Blocking undesirable domains using BIND

Darren Spruell phatbuckett at gmail.com
Sun Dec 30 09:31:37 PST 2007


On Dec 30, 2007 9:52 AM, Maxim Khitrov <mkhitrov at gmail.com> wrote:
> > I was trying to do something similar.  I didn't research too hard, but figured the only way to use Bind would be to make my server authoritative for all those domains, which meant a huge config file and potential overhead, as well as
> > possibly breaking access to desirable servers in the domains.
> >
> > So hosts seemed easier, but apparently Bind never looks at hosts.  I did find that Squid (which I already had installed and in limited use) has its own DNS resolver, and it does look at hosts first before going to the nameserver.
> >
> > Then I found this site:  http://everythingisnt.com/hosts.html and put their list in hosts, and now client PCs get a squid error in place of ad junk.  Works ok for me ;)
> Well... you were right about overhead. In the last two days I wrote a
> script that would fetch a list of domains from several different
> sites, and output a valid BIND configuration file that could be
> included in the main config. I just ran the second test and the
> results are extremely poor. With only 27,885 blocked domains the
> server is now consuming 208 MB of ram. The first time I tried
> reloading the full list of domains (91,137 of them) and that nearly
> crashed my server. Had to kill bind, remove two of the largest
> sources, and try a second time.

Nearly 100,000 zones on that server is a fairly impressive amount.
Give it credit for what you're trying to do. :) Nonetheless, crashing
is unacceptable.

> Honestly, I can't figure out what BIND could possibly be using so much
> memory for. It's taking up about 7 KB for each zone. The zone file
> itself is not even 1 KB, and given that all the records are pointing
> to the exact same thing it seems to be needlessly wasting memory. In
> addition to that, if I comment out the blacklist config file and run
> rndc reload, it only frees up about 16 MB. So it doesn't even release
> memory when it is no longer needed.

My experience, albeit with a smaller number of zones, is a bit different.

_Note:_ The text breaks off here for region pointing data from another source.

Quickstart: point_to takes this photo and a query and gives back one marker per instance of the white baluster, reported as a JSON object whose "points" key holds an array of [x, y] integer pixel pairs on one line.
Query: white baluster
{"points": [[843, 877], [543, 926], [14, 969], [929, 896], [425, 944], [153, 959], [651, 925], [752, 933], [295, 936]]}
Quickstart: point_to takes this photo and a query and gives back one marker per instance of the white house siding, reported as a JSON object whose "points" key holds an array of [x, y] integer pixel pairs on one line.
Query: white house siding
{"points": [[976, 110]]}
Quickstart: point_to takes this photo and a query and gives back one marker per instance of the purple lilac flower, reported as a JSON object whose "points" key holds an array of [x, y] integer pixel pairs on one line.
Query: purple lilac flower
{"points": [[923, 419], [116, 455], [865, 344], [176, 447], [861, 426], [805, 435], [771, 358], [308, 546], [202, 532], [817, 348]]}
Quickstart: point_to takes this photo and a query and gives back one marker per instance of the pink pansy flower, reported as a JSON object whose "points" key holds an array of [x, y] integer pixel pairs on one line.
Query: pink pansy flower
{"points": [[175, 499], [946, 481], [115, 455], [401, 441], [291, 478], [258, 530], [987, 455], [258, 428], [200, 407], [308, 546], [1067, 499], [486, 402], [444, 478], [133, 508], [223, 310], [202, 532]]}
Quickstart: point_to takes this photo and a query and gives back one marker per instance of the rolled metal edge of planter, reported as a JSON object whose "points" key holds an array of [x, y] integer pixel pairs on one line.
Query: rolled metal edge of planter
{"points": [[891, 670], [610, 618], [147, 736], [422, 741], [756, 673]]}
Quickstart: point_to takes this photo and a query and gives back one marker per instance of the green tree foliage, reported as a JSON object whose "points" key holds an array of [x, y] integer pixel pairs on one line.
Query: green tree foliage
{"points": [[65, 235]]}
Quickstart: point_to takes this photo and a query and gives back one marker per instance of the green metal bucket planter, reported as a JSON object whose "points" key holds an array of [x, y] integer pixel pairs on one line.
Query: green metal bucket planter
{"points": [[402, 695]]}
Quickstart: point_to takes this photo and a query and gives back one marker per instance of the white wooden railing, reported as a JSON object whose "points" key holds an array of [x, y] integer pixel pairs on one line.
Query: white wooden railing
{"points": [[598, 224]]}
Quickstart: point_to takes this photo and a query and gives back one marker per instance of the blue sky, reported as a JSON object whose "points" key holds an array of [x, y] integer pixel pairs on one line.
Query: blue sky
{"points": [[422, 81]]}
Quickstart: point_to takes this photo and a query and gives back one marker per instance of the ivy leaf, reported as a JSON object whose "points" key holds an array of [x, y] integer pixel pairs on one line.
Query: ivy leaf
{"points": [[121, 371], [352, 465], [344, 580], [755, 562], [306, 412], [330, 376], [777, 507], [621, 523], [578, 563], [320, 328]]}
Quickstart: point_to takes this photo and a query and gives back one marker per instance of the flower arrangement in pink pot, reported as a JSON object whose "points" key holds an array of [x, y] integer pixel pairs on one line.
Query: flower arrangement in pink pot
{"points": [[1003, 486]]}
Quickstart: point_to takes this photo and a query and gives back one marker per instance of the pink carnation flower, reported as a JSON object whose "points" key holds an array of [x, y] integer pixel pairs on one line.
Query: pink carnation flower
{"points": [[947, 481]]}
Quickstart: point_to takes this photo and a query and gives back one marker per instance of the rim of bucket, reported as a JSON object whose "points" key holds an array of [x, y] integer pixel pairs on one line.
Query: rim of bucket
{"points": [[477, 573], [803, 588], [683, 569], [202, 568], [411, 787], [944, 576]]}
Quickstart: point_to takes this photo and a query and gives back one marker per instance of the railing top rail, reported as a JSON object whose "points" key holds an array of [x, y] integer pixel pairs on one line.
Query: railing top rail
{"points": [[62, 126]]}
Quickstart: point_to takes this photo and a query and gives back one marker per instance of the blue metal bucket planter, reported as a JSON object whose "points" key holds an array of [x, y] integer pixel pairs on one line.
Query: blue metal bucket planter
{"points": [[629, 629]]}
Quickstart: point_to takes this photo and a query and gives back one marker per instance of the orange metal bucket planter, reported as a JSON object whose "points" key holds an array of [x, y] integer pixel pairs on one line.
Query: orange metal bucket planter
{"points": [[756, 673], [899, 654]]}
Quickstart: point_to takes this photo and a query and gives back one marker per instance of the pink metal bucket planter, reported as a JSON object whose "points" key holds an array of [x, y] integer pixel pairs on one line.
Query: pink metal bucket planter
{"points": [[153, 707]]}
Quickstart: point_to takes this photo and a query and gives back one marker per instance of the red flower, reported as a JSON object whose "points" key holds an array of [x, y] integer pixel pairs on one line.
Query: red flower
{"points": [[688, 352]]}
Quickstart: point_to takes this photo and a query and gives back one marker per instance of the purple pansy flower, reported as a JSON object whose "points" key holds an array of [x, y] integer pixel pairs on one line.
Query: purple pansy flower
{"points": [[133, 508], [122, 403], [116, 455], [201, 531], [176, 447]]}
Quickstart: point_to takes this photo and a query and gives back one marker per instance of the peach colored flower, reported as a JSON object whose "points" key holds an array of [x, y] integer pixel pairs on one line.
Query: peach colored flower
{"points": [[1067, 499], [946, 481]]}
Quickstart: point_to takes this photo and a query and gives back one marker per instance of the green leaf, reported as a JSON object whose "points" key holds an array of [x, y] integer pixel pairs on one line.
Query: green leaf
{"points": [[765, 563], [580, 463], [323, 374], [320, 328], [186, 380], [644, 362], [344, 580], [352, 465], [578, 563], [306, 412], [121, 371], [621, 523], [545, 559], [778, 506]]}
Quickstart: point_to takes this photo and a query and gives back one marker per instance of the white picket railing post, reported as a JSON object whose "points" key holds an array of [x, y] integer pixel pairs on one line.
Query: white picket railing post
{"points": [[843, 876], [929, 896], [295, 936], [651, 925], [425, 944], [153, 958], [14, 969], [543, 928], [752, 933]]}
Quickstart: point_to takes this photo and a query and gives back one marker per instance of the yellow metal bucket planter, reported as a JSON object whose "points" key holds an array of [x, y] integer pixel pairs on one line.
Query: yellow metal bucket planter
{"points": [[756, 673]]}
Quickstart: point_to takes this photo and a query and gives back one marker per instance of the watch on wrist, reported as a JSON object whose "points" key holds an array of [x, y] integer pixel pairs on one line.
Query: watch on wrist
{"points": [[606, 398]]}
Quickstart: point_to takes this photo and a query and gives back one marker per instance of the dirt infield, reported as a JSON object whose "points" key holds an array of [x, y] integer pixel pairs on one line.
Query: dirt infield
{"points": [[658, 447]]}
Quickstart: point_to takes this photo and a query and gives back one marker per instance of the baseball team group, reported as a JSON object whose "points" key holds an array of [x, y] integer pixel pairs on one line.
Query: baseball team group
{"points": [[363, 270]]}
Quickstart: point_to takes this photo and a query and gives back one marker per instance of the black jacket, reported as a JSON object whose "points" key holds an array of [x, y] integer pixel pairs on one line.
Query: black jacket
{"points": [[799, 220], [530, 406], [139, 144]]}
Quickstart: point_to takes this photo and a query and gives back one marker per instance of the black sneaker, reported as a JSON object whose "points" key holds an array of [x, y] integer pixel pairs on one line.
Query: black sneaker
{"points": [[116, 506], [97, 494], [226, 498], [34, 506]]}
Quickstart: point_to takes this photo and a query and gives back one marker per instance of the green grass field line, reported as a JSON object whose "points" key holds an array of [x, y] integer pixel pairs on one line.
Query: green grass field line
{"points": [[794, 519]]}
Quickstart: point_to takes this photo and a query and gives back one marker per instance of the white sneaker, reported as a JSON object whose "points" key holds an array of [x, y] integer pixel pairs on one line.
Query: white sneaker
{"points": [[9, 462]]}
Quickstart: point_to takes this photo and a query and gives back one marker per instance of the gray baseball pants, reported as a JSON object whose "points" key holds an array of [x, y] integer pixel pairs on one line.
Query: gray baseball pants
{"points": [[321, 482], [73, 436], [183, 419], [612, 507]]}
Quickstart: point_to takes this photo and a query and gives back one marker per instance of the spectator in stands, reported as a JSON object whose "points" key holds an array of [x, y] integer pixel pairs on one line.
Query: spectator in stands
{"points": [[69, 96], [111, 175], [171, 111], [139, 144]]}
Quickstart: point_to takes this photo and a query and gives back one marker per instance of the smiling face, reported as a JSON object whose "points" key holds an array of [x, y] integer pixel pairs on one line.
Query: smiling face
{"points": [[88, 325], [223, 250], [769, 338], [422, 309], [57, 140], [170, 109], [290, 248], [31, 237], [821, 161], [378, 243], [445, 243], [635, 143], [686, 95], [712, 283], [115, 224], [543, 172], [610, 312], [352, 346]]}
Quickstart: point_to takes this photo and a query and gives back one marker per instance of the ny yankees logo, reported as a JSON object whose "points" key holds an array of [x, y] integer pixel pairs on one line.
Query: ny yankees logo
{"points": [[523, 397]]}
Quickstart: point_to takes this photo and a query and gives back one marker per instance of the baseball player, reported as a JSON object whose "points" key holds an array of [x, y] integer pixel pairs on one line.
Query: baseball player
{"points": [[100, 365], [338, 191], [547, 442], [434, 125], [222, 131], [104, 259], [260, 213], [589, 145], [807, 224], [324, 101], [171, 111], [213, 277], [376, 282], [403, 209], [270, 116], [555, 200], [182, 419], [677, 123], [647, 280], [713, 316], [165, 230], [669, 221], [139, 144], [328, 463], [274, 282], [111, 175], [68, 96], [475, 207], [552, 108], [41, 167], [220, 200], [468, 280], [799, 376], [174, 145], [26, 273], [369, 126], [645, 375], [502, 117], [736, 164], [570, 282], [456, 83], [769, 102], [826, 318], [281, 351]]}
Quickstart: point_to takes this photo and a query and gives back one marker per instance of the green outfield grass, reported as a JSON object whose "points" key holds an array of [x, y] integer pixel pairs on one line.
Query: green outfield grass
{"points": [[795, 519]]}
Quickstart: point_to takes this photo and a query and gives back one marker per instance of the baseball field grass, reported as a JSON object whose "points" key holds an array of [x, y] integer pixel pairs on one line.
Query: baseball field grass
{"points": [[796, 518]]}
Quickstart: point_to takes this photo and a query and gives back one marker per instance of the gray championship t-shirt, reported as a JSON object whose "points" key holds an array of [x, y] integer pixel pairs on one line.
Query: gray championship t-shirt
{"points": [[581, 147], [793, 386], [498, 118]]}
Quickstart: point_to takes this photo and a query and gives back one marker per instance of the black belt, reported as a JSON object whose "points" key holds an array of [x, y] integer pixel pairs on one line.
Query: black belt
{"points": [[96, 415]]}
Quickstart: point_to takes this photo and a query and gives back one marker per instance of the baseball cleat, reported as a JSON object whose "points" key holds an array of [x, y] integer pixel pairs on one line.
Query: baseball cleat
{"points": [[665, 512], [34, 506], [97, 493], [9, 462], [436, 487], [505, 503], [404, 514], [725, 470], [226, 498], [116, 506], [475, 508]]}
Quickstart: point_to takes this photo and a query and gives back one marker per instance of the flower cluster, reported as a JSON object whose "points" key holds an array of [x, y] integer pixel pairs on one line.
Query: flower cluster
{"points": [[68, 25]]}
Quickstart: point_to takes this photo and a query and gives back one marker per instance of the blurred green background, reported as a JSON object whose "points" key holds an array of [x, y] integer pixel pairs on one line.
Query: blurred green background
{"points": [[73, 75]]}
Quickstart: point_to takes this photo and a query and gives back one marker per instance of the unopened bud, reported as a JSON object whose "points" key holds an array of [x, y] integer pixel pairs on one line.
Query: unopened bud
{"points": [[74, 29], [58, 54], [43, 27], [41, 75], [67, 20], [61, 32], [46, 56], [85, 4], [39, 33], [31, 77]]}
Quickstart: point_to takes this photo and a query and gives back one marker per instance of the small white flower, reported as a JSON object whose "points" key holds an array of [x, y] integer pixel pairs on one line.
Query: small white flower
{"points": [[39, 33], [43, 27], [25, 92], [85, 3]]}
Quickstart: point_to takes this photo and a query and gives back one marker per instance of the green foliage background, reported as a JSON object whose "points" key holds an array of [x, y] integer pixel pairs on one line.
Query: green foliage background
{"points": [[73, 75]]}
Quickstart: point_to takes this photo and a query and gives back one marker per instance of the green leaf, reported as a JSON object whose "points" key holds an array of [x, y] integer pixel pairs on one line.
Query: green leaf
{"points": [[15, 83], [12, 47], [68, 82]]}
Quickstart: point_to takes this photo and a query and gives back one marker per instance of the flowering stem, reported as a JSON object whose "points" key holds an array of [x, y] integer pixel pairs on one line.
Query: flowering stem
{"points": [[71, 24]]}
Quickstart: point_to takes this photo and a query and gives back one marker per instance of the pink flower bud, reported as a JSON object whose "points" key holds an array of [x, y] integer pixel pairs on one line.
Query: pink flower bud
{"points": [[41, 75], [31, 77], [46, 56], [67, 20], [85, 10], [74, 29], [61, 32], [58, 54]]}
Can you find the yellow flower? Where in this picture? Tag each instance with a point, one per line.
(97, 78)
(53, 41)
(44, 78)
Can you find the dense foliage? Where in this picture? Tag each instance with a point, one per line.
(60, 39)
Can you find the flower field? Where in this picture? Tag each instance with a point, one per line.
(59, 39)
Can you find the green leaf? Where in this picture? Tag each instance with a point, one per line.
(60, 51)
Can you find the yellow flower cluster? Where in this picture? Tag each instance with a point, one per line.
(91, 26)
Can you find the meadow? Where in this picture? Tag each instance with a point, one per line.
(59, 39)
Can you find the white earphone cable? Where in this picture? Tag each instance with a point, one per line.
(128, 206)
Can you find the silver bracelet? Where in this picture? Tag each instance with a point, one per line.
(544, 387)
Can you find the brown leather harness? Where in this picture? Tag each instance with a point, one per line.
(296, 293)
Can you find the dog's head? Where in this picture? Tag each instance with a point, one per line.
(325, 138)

First  you need to account for main program memory and memory utilized
by the nameserver's cache, if any. You may also be running your own
authoritative zones which will add memory utilization outside of that.
You can't account for all of the utilized memory in your additional
blocking zones.

Without my blocking zones loaded, I have 6 native zones on my
nameserver and the resident memory size of named is 2.2 MB. After a
fresh server startup, I expect minimum memory for cached records, so
that comes out to be about 375 KB/zone, unscientifically. If I restart
named (kill and start server fresh) with my blocking zones in the
config, I come out with 17239 zones and a resident process memory size
of 59 MB. (Unscientifically again,) this breaks down to about 3.5
KB/zone.

In my configuration, each of these blocking zones points to a simple
zone file 244B in size on disk:

$TTL 86400
@               IN      SOA     ns.local. admin.local. (
                                1       ; serial
                                1h      ; refresh
                                30m     ; retry
                                7d      ; expiration
                                1h )    ; minimum

                IN      NS      ns.local.

                IN      A       127.0.0.1
*               IN      A       127.0.0.1

So all told, I seem to notice somewhat slimmer utilization than you
(roughly half the memory utilization per zone, and though I have 61%
as many zones loaded my named takes only 28% of the memory yours
does.)

> It looks like my plan of using BIND for filtering purposes will not
> work. Given how poorly it performed on this test I'm actually inclined
> to try another name server to see if something else would be more
> memory-efficient.

You will almost certainly find most of the popular alternatives to be
much more resource efficient. djbdns in particular would be my next
choice if memory efficiency and stability are concerns.